In 2013 Karen was selected to serve on Komen’s Advocates in Science (AIS) Steering Committee and became one of the inaugural advocate Komen Scholars. In this role, she chaired AIS’s Committee on Advocate Involvement in Peer Review for many years, leading the effort to effectively engage advocates in Komen’s scientific research grant review program. Karen was instrumental in initiating a mentor program for new Komen advocates that guided and supported them through the review process, ensuring they were well prepared, confident and empowered to provide the patient voice to Komen’s grant review.
Karen represented Komen and MBC patients on many local and national programs and events. She served as a member of the Patient Advisory Committee for the American Society for Clinical Oncology (ASCO) CancerLinQ project, spoke at many Komen Affiliate events, and participated in focus groups advising researchers and pharmaceutical companies on their clinical trial design. As a volunteer patient advocate in the Alliance for Clinical Trials in Oncology, she served on the Health Outcomes and Community Oncology Committees for 4 years. Karen was also actively involved in the Metastatic Breast Cancer (MBC) Alliance, a collaboration of many breast cancer advocacy organizations, including Komen, that is focused on improving the lives of those living with metastatic breast cancer.

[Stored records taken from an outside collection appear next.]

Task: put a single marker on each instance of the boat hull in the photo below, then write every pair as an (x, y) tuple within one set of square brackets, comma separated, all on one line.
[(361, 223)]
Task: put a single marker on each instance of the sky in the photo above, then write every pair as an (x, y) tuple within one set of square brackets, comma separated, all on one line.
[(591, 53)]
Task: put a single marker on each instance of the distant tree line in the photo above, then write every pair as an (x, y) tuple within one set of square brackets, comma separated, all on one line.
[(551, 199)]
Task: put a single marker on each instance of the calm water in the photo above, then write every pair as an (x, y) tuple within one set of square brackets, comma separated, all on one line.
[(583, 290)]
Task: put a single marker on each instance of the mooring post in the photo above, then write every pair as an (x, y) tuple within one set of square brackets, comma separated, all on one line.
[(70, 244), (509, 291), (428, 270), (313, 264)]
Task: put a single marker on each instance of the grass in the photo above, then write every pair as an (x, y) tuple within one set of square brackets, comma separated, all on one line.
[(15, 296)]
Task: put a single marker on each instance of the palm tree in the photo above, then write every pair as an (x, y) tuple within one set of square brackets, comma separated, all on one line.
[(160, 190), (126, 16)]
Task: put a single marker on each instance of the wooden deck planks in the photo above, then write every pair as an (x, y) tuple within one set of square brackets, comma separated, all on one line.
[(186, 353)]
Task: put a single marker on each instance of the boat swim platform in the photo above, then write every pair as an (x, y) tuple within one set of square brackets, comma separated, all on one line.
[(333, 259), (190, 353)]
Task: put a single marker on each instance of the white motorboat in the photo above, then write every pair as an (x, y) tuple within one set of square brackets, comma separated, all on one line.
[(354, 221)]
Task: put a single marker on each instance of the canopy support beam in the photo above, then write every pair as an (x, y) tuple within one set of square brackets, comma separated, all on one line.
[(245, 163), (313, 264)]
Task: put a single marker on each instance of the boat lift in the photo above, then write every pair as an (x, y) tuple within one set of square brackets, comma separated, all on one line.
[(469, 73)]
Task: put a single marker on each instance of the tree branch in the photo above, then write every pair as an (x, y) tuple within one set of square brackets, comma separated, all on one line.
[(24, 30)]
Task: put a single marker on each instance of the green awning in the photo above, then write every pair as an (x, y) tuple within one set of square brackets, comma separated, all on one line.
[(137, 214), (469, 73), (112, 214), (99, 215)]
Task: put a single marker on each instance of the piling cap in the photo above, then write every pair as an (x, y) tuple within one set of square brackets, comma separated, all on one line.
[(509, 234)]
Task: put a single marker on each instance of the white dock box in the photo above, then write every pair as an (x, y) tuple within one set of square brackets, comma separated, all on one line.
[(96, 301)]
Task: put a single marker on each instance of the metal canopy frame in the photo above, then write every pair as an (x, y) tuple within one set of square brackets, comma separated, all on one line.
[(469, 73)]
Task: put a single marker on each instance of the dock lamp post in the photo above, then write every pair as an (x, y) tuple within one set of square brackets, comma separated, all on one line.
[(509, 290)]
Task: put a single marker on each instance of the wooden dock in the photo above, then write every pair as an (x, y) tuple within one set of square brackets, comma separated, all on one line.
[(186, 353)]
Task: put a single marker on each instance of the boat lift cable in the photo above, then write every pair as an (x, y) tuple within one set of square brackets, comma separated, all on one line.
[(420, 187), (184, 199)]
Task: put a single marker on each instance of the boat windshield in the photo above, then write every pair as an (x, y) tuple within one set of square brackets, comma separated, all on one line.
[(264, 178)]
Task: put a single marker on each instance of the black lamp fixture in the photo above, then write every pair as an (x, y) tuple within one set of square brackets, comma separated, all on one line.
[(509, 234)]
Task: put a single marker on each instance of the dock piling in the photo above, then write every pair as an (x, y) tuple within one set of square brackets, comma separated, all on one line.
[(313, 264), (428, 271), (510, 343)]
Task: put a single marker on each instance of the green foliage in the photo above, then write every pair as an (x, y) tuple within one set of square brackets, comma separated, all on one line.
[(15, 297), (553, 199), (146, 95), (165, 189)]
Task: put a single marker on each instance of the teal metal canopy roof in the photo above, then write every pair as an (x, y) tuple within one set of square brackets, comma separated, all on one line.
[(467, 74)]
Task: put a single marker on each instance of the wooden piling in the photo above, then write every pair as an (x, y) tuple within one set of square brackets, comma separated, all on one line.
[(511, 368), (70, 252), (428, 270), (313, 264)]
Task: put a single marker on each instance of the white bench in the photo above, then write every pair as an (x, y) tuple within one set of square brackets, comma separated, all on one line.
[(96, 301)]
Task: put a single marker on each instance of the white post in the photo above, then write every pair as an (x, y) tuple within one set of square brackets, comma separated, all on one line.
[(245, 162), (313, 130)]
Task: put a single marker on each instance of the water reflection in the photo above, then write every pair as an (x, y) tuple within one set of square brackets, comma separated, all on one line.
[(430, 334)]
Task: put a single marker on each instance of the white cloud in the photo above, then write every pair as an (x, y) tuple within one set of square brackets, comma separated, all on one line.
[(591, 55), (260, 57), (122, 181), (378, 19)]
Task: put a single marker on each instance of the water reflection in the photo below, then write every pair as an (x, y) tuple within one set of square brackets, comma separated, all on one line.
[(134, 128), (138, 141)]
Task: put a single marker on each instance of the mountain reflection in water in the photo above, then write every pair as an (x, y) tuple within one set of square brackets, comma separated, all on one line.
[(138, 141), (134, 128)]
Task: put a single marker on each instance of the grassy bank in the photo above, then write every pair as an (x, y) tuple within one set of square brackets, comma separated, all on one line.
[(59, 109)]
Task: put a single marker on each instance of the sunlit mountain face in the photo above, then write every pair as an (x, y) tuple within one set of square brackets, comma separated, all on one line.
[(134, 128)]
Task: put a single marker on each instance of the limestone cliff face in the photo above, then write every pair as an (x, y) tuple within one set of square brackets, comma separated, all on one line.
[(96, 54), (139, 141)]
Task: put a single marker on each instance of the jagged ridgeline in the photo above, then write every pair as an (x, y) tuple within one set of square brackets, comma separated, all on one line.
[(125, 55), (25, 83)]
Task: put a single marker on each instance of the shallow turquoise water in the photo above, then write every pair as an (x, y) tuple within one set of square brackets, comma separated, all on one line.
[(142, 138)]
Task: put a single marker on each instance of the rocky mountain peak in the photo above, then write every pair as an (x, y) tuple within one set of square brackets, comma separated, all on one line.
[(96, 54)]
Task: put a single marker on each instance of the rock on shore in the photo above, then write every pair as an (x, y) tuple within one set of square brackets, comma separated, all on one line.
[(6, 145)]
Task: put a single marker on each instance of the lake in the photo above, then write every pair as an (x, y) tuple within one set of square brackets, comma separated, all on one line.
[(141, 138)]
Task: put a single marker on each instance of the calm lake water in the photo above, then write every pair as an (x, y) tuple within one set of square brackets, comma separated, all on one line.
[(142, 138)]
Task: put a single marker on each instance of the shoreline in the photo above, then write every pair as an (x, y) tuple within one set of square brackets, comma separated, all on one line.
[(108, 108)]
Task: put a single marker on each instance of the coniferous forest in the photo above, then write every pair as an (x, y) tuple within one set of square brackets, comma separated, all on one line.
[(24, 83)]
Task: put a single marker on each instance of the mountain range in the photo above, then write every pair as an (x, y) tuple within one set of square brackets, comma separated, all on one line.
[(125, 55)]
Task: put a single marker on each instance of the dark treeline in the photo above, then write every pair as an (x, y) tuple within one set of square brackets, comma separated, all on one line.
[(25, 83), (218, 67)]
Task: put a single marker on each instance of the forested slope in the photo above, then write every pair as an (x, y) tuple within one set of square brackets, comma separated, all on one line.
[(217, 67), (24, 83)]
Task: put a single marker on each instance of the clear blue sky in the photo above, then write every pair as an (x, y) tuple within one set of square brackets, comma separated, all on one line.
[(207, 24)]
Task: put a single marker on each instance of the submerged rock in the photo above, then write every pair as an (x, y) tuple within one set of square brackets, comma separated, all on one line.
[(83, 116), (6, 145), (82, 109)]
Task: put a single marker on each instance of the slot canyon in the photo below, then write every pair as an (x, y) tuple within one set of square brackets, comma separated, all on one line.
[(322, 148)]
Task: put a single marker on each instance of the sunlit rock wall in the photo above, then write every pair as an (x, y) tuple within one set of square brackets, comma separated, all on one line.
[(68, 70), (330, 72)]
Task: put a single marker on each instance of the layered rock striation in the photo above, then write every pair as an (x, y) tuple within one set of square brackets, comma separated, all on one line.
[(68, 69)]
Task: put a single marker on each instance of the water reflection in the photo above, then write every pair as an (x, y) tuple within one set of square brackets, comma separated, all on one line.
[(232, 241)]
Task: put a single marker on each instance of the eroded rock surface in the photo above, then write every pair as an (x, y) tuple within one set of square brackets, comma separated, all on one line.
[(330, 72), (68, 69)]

Over time, her disease progressed and limited her ability to travel, but Karen was not to be stopped. She continued her advocacy work, attending meetings when she was able and participating in others virtually. Just a few months before her death, she was featured in a video about the importance of research and clinical trials.
Karen lived and thrived for 9 years with metastatic breast cancer. Her metastatic diagnosis fueled her passion and drive to make an impact in everything she did, whether it was grant review, mentoring grantees, serving as a consultant or sharing her story. Although outwardly appearing to be a somewhat meek and mild Texan, Karen will always be remembered as a “tough as nails, motor-cycle riding” advocate for research and metastatic breast cancer patients. Her voice, her smile and her determination to make a difference will be greatly missed. But her spirit, passion and inspiration will continue to be a touchstone for many of us in our quest to put an end to breast cancer. Her legacy will live on in the hearts and minds of those she mentored and worked with over the years. Her participation and promotion of clinical trials will leave a lasting legacy to help advance MBC research well into the future. Her impact will never be forgotten.